Doch woher kommen die vielen Obstkisten? In der Halle von Kistenkolli stapeln sie sich zwar noch bis unter die Decke. Aber die gesamte Nachfrage lässt sich damit nicht mehr abdecken. „Mehr als die Hälfte sind bereits neue Kisten“, sagt Rehder. Es sei nicht einfach gewesen, einen verlässlichen Produzenten zu finden, der Kisten nach unseren Vorstellungen fertigt. Doch jetzt sei das in Polen gelungen. „Das Unternehmen fertigt exklusiv für uns und verwendet nur FSC-zertifiziertes Holz“, sagt Rehder. Es kommt also aus nachhaltiger Forstwirtschaft.

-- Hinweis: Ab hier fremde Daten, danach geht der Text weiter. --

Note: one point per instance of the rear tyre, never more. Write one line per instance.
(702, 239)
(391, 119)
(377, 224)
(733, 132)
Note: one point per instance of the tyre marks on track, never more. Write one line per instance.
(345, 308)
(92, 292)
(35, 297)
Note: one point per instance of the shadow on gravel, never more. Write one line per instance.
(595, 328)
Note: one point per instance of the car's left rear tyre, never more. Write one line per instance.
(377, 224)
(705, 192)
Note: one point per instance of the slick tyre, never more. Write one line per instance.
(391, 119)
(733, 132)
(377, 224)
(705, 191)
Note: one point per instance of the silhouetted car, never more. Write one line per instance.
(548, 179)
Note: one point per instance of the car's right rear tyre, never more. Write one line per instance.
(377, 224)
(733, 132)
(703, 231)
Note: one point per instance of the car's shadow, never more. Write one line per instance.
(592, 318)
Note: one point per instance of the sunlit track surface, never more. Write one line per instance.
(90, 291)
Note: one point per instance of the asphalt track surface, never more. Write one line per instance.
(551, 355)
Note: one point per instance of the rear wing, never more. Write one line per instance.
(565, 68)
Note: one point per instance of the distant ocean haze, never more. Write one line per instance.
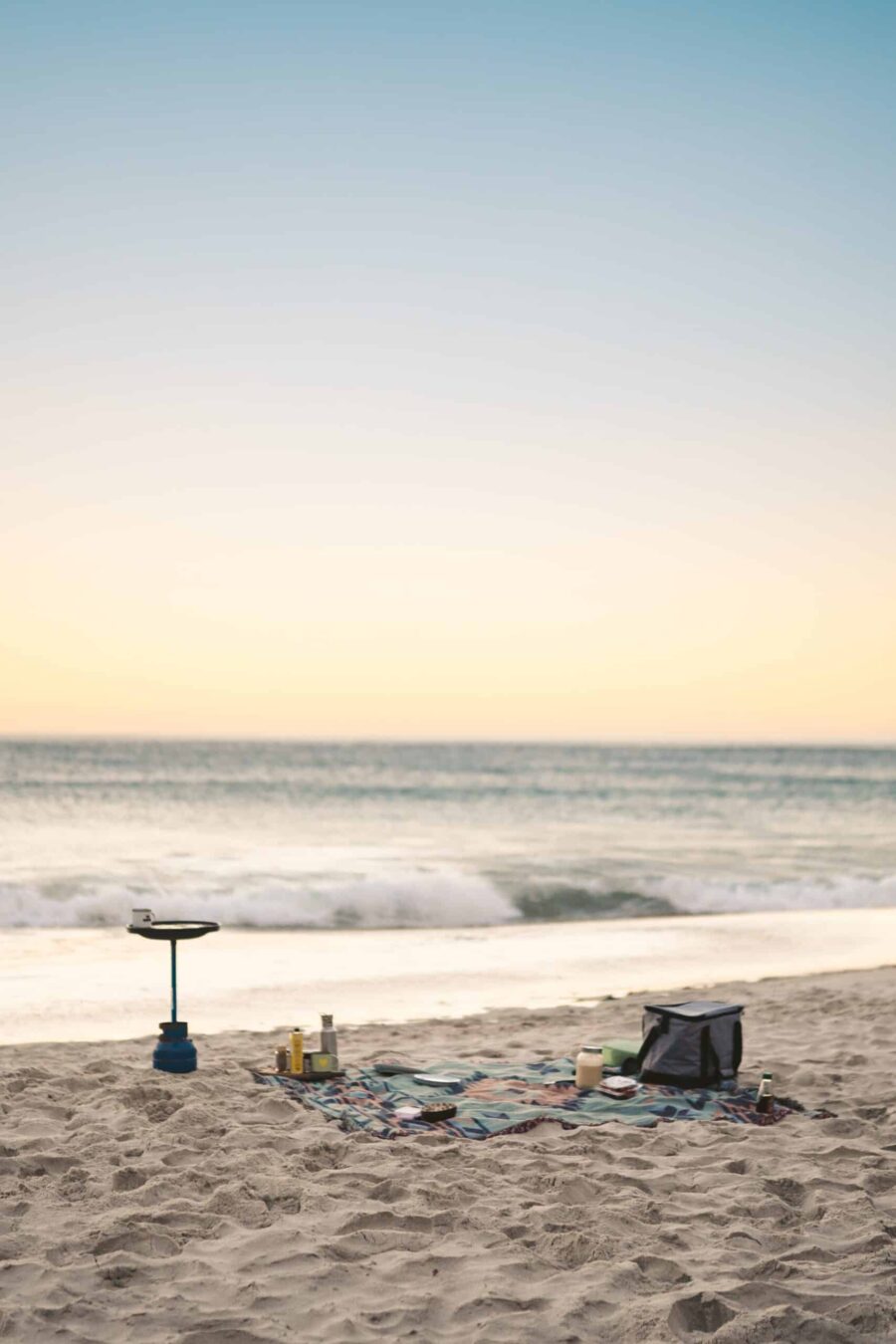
(400, 835)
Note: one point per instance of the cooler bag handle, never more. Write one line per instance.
(653, 1035)
(710, 1062)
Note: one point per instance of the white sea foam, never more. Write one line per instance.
(396, 901)
(410, 899)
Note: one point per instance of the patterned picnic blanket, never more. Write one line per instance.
(507, 1098)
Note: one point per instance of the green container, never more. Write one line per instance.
(617, 1051)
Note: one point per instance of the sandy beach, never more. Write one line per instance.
(208, 1210)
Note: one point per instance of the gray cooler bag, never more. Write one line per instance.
(691, 1044)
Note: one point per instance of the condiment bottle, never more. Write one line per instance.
(328, 1033)
(588, 1066)
(296, 1045)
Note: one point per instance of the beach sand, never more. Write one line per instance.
(207, 1210)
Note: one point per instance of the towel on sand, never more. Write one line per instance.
(508, 1098)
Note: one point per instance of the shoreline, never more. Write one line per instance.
(181, 1210)
(101, 984)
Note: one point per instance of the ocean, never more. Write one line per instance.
(316, 835)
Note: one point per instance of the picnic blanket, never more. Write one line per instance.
(508, 1098)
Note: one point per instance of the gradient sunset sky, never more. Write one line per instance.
(449, 369)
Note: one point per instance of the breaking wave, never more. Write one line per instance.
(412, 899)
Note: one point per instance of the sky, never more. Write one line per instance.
(473, 369)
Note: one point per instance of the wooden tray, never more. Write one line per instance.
(303, 1078)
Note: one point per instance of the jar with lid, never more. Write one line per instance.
(588, 1067)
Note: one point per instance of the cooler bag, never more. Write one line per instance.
(691, 1044)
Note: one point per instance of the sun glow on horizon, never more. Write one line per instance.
(527, 399)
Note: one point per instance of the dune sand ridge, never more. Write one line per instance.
(207, 1210)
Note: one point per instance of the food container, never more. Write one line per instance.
(617, 1051)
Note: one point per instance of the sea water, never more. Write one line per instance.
(414, 835)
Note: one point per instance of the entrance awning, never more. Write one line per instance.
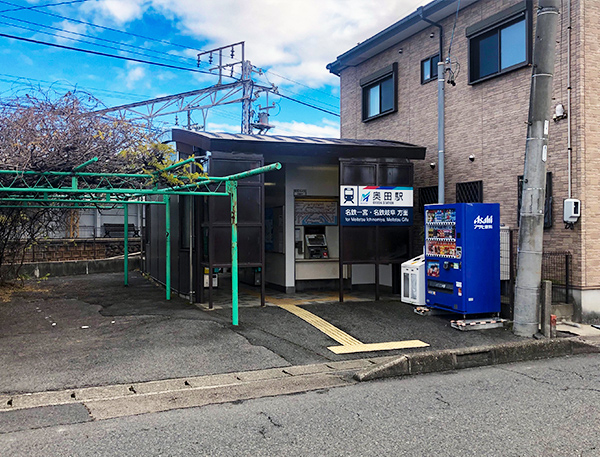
(272, 147)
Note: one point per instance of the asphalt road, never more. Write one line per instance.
(548, 408)
(90, 330)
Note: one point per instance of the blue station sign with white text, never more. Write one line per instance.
(376, 205)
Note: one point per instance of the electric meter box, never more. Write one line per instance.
(572, 210)
(413, 281)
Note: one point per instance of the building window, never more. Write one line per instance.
(469, 192)
(379, 93)
(500, 43)
(547, 203)
(427, 196)
(429, 68)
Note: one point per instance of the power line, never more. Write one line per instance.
(299, 83)
(103, 54)
(309, 105)
(24, 81)
(89, 36)
(87, 42)
(20, 8)
(77, 21)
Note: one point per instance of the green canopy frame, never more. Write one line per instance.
(78, 189)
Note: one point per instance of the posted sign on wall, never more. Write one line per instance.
(376, 205)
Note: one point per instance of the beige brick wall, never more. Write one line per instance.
(489, 119)
(587, 156)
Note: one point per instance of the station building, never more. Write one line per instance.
(389, 91)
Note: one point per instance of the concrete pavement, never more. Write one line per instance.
(64, 338)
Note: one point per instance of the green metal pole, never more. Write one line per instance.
(85, 164)
(232, 191)
(126, 242)
(167, 199)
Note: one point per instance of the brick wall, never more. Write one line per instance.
(489, 119)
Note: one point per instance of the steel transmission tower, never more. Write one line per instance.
(225, 65)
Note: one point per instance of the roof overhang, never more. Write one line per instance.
(396, 33)
(274, 147)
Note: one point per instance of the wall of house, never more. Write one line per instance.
(489, 119)
(587, 158)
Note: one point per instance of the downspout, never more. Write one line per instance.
(441, 132)
(569, 146)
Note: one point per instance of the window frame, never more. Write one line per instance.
(376, 79)
(496, 23)
(431, 68)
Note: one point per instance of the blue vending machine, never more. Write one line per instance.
(462, 257)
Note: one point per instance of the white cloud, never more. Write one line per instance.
(70, 27)
(121, 11)
(326, 129)
(226, 128)
(295, 38)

Auch der Handel hat das neue Utensil entdeckt. Statt Pappdisplays, mit denen Waren besonders werbewirksam in Super- und Fachmärkten präsentiert werden, sind im Handel die Displays von Kistenkolli gefragt, die nach den Vorgaben der Händler gefertigt werden – um auf eine neue Biersorte aufmerksam zu machen oder Tiernahrung zu verkaufen. In Kisten lassen sich Waren eben gut präsentieren und stapeln. In diesem Segment erwarten die Jungunternehmer weiteres Wachstum, etwa bei Messeständen. Denn die bisherigen Pappdisplays haben nur zwei bis drei Monate gehalten, und Nachhaltigkeit gewinnt auch bei der Warenpräsentation immer größere Bedeutung.

Bestellt werden die Kistenmöbel eher von Frauen. Nicht nur bei jungen Leuten sind die preiswerten Möbel gefragt. „Die Altersspanne der Kunden reicht von 16 bis 55 Jahren“, sagt Maxin. „Wir verzeichnen beim Umsatz jährliche Steigerungsraten von 100 Prozent.“ Im Moment gibt es keine Anzeichen, dass der Trend mit den Kistenmöbeln abebbt.